Nelacar sighed, mouth slightly open as he hooked his tongue behind the molars on the upper right of his mouth.
“There are also means of convincing a man beyond appealing to his sexuality.”
“Point taken. Fine. But you won’t be reckless? Mortals aren’t your target and you’re not just simply saying that to excuse tangential casualties?”
“We’re after Azura,” he answered simply.
“I suppose that’s as close as I’m going to get,” Nelacar said. He walked to the back of his desk and began rummaging through piles of books and scrolls.
Sabrael put a hand on Rei’s arm, and he looked over to see his kirin gesturing towards himself. Rei leaned down and offered his ear.
“You don’t really think people are going to get hurt, do you?” Sabrael whispered.
“Shh,” he breathed.
The knot in Sabrael’s throat bobbed as he swallowed and nodded.

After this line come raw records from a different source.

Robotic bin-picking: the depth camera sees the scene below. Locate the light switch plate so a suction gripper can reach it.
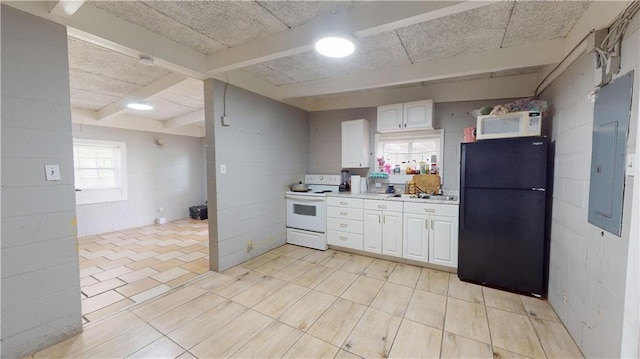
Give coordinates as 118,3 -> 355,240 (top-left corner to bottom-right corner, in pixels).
44,165 -> 62,181
625,153 -> 638,176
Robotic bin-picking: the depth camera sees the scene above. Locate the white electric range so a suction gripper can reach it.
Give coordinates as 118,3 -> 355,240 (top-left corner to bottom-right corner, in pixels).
285,175 -> 340,250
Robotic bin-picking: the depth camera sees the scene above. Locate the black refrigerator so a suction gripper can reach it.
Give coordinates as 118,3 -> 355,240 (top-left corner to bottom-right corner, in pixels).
458,137 -> 552,296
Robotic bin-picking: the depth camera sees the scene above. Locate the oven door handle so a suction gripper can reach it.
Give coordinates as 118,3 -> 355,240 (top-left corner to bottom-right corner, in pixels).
285,194 -> 324,202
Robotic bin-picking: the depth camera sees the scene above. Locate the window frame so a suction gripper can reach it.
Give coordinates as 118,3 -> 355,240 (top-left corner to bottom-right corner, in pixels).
374,129 -> 445,183
73,138 -> 128,205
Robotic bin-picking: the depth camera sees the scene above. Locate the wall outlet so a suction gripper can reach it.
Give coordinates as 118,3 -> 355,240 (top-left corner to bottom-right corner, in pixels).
44,165 -> 62,181
222,116 -> 231,126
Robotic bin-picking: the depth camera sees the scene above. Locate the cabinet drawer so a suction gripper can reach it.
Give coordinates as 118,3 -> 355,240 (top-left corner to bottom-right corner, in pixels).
327,230 -> 363,250
327,197 -> 362,208
327,206 -> 362,221
327,218 -> 363,234
404,202 -> 458,217
364,199 -> 402,212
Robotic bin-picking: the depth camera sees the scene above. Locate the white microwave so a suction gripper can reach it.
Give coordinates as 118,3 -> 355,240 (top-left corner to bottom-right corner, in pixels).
476,111 -> 542,140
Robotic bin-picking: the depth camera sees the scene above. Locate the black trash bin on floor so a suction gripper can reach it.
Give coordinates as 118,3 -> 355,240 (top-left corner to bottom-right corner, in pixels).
189,204 -> 209,220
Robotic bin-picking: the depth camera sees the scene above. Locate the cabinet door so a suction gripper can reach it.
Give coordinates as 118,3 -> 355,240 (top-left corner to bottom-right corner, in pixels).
378,103 -> 404,132
429,216 -> 458,268
382,212 -> 402,257
403,100 -> 433,130
402,214 -> 429,262
364,210 -> 382,253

Rei tried to actively channel reassurance to him, and it seemed to work, as Sabrael’s muscles visibly relaxed and calm began to replace nervousness.
“Here we are,” Nelacar announced, laying a thick tome on his desk.
Rei watched patiently as pages were turned and noises of discovery escaped Nelacar’s throat.
“Well, I’m not sure how this is going to work out,” he said finally. “I’m going to need to put your soul into the Star.”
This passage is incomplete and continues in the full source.